According to the study published in the Journal of Alzheimer’s Disease, a team of researchers from the University of Oxford and Tufts University formed a 3-D model of the human brain. They found that varicella zoster virus which activates herpes simplex or HSV and cause shingles and chickenpox might trigger Alzheimer’s. This virus can damage neurons of the brain which may lead to brain disorders.

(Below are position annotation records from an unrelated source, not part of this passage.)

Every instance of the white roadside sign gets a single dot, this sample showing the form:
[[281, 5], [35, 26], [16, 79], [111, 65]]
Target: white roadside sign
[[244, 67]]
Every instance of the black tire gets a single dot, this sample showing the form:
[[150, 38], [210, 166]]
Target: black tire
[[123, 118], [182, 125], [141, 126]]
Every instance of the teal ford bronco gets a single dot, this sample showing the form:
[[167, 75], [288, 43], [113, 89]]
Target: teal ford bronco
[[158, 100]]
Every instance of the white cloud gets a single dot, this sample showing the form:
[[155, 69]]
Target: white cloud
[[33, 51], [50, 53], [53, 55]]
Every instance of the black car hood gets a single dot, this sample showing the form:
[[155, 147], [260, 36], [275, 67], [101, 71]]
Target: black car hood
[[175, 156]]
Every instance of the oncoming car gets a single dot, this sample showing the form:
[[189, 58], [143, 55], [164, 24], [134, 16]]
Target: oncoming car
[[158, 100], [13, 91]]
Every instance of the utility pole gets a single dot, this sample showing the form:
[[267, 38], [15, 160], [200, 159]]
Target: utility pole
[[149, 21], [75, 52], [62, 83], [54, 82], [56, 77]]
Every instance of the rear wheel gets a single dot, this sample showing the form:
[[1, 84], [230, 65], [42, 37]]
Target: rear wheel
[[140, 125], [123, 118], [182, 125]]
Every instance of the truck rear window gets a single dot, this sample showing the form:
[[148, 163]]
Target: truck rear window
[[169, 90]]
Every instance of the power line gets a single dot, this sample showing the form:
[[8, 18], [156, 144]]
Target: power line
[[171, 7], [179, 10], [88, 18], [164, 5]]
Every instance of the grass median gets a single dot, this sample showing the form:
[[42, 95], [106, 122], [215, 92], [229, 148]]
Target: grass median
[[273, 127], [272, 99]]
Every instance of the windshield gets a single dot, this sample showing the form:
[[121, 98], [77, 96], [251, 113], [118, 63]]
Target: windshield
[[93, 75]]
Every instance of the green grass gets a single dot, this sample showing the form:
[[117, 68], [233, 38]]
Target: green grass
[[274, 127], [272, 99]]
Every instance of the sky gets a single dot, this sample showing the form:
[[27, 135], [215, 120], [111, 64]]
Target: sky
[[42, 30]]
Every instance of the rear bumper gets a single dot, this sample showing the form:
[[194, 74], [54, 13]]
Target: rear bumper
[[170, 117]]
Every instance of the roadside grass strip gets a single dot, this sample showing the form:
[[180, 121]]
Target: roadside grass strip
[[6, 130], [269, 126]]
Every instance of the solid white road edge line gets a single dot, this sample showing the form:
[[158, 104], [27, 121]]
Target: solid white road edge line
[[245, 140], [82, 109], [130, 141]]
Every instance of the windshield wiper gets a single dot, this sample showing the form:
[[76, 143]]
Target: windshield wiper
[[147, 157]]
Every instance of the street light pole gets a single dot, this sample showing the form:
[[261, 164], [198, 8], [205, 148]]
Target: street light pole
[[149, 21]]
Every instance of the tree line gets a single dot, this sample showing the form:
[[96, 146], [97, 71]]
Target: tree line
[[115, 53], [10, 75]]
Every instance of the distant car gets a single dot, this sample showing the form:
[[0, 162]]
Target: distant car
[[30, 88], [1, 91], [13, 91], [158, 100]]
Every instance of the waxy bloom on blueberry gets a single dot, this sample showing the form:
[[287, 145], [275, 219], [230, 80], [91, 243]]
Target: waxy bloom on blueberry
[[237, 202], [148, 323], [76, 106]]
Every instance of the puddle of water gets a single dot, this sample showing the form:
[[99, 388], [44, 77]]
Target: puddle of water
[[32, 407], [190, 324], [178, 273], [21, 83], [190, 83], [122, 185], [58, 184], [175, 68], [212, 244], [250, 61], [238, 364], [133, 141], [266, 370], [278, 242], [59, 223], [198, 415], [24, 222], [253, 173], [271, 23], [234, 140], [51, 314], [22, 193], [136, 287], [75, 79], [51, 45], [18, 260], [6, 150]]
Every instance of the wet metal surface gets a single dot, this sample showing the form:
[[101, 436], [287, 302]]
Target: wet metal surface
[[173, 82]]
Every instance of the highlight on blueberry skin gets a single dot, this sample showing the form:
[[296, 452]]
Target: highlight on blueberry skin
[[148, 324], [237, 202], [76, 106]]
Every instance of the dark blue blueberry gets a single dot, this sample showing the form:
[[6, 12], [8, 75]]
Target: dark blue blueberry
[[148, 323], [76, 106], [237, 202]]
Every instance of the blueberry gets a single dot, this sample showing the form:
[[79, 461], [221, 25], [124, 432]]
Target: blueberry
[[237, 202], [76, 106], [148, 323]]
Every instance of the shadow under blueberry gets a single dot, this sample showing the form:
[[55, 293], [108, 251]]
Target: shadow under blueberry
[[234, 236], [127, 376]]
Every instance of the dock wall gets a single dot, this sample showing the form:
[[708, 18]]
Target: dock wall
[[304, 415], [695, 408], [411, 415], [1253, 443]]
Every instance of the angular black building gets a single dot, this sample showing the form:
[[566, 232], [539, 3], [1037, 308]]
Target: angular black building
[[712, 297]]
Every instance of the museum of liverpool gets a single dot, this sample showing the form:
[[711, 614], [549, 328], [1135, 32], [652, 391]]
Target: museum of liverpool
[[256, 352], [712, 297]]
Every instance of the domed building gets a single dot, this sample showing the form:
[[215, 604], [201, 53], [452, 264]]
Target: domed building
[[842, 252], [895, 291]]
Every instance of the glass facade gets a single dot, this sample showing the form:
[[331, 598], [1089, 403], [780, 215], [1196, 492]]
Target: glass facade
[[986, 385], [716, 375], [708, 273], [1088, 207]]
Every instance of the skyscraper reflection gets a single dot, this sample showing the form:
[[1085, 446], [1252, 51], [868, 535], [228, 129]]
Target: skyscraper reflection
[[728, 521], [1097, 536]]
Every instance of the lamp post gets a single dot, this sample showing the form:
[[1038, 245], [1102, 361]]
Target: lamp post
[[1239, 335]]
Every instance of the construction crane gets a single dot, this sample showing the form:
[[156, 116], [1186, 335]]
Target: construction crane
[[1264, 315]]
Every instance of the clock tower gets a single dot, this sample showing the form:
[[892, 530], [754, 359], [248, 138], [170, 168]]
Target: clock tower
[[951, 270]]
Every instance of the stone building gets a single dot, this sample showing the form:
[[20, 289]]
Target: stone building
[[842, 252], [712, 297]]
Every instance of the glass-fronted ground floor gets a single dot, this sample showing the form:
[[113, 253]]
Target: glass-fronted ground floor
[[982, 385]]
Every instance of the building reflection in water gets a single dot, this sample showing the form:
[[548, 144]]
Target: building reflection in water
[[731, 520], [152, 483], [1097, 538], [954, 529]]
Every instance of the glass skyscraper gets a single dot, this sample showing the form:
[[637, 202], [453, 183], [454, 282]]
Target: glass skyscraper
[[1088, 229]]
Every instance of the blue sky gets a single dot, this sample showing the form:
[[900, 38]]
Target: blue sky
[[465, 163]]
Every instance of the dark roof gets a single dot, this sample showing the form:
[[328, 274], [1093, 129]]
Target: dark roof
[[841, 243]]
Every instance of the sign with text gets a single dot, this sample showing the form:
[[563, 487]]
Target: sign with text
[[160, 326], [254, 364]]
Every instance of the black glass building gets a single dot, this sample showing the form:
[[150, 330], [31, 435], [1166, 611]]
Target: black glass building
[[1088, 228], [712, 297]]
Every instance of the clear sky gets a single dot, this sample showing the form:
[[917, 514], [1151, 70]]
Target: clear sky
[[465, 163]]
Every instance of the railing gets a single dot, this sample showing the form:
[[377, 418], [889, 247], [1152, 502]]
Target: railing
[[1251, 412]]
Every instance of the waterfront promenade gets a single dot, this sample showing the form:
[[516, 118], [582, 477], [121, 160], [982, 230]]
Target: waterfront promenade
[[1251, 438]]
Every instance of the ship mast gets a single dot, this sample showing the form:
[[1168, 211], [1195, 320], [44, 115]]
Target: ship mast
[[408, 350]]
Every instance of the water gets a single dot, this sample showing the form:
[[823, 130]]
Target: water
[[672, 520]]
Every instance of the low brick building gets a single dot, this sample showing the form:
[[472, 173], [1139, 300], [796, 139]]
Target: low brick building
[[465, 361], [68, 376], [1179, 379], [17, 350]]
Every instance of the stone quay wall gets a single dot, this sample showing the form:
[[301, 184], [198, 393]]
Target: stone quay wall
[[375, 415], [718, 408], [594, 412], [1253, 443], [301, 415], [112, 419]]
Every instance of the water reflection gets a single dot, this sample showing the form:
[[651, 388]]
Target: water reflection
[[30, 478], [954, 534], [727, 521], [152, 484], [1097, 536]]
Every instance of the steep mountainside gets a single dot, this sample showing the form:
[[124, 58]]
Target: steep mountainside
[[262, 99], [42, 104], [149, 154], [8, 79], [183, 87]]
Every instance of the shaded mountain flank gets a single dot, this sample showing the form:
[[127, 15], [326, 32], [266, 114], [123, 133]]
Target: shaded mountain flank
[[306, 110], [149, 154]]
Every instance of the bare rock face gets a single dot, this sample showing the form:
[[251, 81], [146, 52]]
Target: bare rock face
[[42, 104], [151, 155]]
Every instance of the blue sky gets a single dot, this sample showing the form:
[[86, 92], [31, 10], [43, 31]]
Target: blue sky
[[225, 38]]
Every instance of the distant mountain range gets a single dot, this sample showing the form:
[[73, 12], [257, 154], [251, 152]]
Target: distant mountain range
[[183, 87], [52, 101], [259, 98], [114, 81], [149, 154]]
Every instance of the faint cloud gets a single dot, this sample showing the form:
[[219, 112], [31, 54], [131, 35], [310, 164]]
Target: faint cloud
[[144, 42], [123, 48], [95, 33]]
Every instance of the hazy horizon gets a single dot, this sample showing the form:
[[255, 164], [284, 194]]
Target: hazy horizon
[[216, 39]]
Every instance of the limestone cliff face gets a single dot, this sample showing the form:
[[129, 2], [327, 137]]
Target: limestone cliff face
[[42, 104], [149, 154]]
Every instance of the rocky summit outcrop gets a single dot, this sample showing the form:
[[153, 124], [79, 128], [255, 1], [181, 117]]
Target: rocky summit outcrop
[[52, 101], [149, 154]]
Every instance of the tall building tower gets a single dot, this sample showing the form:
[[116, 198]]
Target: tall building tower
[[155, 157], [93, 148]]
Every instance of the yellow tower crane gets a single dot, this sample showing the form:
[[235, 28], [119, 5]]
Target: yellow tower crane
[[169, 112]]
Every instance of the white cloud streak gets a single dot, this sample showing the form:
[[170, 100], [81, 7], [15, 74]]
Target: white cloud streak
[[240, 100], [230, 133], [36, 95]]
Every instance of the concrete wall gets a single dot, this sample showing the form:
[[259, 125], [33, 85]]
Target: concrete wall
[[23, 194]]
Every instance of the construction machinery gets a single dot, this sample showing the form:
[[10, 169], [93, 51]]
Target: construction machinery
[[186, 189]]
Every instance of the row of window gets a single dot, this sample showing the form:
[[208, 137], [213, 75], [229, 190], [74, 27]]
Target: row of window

One of the author of the research explains, “Our results suggest one pathway to Alzheimer’s disease, caused by a VZV infection which creates inflammatory triggers that awaken HSV in the brain. While we demonstrated a link between VZV and HSV-1 activation, it’s possible that other inflammatory events in the brain could also awaken HSV-1 and lead to Alzheimer’s disease.”
Link between HSV and Alzheimer’s
The team of researchers hypothesized a correlation between HSV-1 and Alzheimer’s. Earlier there were no evidences as how these two might be linked but now they have found it. As per WHO reports, billions of people have been infected with herpes virus(HSV-1) but don’t show symptoms. The virus lies inactive in nerve cells of the brain. When this virus gets activated, it causes herpes symptoms- blisters and painful open sores. Besides, it can also trigger inflammation in skin and nerves. Some people exhibit mild to no symptoms when the virus is activated.
When the dormant virus gets reactivated, it might trigger inflammation, open sores, blisters and other symptoms related to shingles. This also indicates the onset of Alzheimer’s.
Explaining about how Alzheimer’s could be caused with this inactive virus, one of the researchers said, “It’s a one-two punch of two viruses that are very common and usually harmless, but the lab studies suggest that if a new exposure to VZV wakes up dormant HSV-1, they could cause trouble. It’s still possible that other infections and other pathways of cause and effect could lead to Alzheimer’s disease, and risk factors such as head trauma, obesity, or alcohol consumption suggest they may intersect at the re-emergence of HSV in the brain.”
Repeated cycles of activation and deactivation of HSV-1 virus increases risk of brain inflammation and cognitive damage. Thus, it is important to watch out for the signs and symptoms of herpes to cut down the risk of Alzheimer’s. Even some people have experienced neurological effects of covid virus which shows that this virus infection can also trigger HSV-1 activation.